Chromecast is coming soon — but should you buy one?
Every major technology firm seems to have a play for being the “one” box underneath your TV. One box might be understating it a little these days, but in theory, Microsoft, Apple and Sony would certainly all love you have some of your money for a streaming box, be it an Xbox, Apple TV or Playstation.
You can add Google to that list in Australia, or you will be able to if a listing at electronic retailer Dick Smith Electronics is to be believed. It rather quietly recently announced it was taking orders for Google’s Chromecast media player with delivery on the 28th of May. There’s no official word from Google at this point as to whether that’s an exclusive deal or if we’ll see it at other retailers, but I’d expect that the $49 price point Dick Smith has on it will be close to or identical to Australian RRP, given the US list price of $US35.

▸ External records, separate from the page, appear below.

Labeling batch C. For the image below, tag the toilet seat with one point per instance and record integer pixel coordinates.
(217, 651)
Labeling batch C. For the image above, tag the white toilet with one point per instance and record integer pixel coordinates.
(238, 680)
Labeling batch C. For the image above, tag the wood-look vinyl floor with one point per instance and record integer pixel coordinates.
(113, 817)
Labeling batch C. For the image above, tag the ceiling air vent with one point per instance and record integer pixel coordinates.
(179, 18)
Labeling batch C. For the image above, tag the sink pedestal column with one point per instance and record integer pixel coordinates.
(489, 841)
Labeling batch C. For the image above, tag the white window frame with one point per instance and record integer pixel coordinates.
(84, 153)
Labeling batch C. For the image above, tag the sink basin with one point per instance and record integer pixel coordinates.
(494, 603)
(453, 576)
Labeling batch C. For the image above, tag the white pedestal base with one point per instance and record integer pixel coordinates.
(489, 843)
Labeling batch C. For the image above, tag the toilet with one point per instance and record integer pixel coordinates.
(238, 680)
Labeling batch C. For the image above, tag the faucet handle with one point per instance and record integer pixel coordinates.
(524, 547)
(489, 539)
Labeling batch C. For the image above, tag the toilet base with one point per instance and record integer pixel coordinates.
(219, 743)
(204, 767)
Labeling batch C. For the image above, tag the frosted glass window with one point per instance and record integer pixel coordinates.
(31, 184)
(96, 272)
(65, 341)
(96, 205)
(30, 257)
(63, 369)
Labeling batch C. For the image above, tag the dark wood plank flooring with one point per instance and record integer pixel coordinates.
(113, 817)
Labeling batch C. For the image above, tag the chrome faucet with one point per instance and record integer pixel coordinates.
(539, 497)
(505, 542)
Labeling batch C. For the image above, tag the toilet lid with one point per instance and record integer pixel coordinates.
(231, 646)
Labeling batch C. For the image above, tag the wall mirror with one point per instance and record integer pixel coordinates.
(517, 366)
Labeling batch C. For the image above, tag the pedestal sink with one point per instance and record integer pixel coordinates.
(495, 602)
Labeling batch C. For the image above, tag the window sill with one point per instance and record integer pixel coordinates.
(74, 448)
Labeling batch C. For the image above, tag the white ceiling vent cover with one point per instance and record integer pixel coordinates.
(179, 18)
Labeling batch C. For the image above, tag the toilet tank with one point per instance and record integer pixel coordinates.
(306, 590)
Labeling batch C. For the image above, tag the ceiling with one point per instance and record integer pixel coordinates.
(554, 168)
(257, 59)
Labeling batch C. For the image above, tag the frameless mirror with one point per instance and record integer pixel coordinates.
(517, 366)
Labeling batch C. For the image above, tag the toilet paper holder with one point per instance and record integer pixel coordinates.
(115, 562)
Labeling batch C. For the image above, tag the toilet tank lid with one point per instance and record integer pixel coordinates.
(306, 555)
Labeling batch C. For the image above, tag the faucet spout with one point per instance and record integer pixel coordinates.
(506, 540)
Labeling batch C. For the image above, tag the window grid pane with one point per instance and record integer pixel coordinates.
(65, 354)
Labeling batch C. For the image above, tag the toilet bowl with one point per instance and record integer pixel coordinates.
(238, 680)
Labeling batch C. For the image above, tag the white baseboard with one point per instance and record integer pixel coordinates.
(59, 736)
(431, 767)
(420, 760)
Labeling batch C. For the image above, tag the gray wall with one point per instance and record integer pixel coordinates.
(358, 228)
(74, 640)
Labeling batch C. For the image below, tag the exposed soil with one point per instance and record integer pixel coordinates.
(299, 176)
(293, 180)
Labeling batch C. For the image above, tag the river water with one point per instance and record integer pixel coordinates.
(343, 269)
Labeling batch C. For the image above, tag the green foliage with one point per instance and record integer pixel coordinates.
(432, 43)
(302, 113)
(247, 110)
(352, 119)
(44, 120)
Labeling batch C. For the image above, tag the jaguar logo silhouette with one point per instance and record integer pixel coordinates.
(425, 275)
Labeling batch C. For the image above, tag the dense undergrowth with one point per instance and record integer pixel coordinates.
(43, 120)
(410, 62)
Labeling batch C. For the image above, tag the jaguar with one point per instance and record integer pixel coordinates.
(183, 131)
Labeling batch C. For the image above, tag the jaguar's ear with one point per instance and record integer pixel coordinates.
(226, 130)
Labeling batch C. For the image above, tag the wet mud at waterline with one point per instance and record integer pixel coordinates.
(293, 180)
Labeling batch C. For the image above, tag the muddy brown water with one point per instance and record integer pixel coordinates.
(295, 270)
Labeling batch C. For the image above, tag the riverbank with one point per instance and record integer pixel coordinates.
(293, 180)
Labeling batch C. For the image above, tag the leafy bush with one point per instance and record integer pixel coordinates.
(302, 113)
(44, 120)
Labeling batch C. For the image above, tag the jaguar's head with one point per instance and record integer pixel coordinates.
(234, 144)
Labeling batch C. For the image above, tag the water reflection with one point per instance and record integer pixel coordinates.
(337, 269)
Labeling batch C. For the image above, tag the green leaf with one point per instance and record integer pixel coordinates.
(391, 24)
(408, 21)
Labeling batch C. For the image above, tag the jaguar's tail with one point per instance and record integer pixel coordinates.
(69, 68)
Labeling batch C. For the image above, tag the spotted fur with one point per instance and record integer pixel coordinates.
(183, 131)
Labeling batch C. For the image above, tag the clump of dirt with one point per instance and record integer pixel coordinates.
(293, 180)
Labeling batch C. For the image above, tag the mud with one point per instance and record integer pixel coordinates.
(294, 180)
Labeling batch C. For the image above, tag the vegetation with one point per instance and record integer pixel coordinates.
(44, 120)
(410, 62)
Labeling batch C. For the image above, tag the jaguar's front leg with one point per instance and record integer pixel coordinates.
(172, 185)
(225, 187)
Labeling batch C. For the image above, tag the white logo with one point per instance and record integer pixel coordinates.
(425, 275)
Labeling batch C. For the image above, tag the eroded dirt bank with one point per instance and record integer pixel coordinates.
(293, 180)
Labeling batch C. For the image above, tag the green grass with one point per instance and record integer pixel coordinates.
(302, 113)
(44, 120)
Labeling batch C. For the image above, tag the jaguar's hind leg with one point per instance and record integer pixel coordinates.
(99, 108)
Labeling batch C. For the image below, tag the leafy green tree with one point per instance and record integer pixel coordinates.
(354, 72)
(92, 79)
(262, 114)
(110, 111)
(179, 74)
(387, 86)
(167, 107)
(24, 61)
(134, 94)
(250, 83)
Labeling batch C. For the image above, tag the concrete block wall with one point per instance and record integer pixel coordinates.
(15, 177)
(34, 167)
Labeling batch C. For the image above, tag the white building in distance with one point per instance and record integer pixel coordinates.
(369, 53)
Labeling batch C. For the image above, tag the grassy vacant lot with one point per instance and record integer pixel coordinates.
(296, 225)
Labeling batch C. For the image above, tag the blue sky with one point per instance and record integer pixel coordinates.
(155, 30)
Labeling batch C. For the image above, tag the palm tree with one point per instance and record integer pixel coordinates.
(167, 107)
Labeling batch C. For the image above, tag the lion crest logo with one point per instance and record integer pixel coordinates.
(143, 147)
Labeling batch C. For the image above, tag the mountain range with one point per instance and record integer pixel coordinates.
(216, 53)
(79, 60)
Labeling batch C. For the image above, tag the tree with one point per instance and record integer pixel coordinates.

The Chromecast is a visually unimpressive bit of gear to look at. It resembles an ordinary, if rather chubby USB flash drive, except that its end is an HDMI plug instead. A microUSB socket at the other end is where it draws power from, with the choice of using either a standard USB phone charger or plugging it into your TV’s USB port, if it has one.
Adam Turner and I discussed the Chromecast in a recent episode of Vertical Hold, but if you’re unfamiliar with it, it’s called the Chromecast because the idea is that you “cast” content — typically video to it — from an Android device or the desktop Chrome browser. On Android that’s currently limited to the YouTube app and Google’s own Play Video store, while on the desktop any video within a Chrome tab can be “cast” to a Chromecast device on the same WiFi network. While it’s limited in scope in certain aspects, that also means that it’s quite simple to use.
Google announced its Chromecast media player in July last year, but at first the only way you could buy the search giant’s vision for what a media player could be was to live in the United States. That didn’t stop the tech faithful who imported it — it’s why I’ve had one for some months now — but the Chromecast was limited in what it would and wouldn’t support. Notably, because it uses Google’s own DNS servers for Netflix functions, “casting” Netflix that was otherwise obscured by a VPN or DNS workaround would still stall out. It’s not clear at this point whether there will be any Australian-specific features for a Chromecast sold in this country, but it’s likely that the Netflix block will remain in place. It can be bypassed with some router-level instructions to ignore Google’s DNS, but it leaves the Chromecast in the odd position where Google, a slightly more open company than Apple, actually isn’t when it comes to certain forms of content.
Ultimately, however, the comparison between Apple and Google is particularly apt here because the Chromecast works best and makes the most sense if you’re already heavily within the Google ecosystem. It works with one browser — Google’s — and one video store — Google’s — and that’s terribly similar to Apple’s own rather more expensive Apple TV product.